SoK: Understanding (New) Security Issues Across AI4Code Use Cases

AI-for-Code (AI4Code) systems are reshaping software engineering, with tools like GitHub Copilot accelerating code generation, translation, and vulnerability detection. Alongside these advances, however, security risks remain pervasive: insecure outputs, biased benchmarks, and susceptibility to adversarial manipulation undermine their reliability. This SoK surveys the landscape of AI4Code security across three core applications, identifying recurring gaps: benchmark dominance by Python and toy problems, lack of standardized security datasets, data leakage in evaluation, and fragile adversarial robustness. A comparative study of six state-of-the-art models illustrates these challenges: insecure patterns persist in code generation, vulnerability detection is brittle to semantic-preserving attacks, fine-tuning often misaligns security objectives, and code translation yields uneven security benefits. From this analysis, we distill three forward paths: embedding secure-by-default practices in code generation, building robust and comprehensive detection benchmarks, and leveraging translation as a route to security-enhanced languages.

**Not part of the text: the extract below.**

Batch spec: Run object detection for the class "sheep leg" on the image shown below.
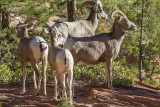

We call for a shift toward security-first AI4Code, where vulnerability mitigation and robustness are embedded throughout the development life cycle.

Key Contributions

Systematic survey of security issues across three AI4Code applications (code generation, vulnerability detection, code translation) with comparative evaluation of six SOTA models
Identification of recurring structural gaps: benchmark bias toward Python/toy problems, absence of standardized security datasets, and data leakage in evaluation pipelines
Evidence that vulnerability detection is brittle to semantic-preserving adversarial attacks, fine-tuning misaligns security objectives, and code translation yields inconsistent security benefits

🛡️ Threat Analysis

Input Manipulation Attack

Explicitly studies and demonstrates that vulnerability detection models are brittle to semantic-preserving adversarial code transformations at inference time — a direct adversarial evasion attack on ML classifiers.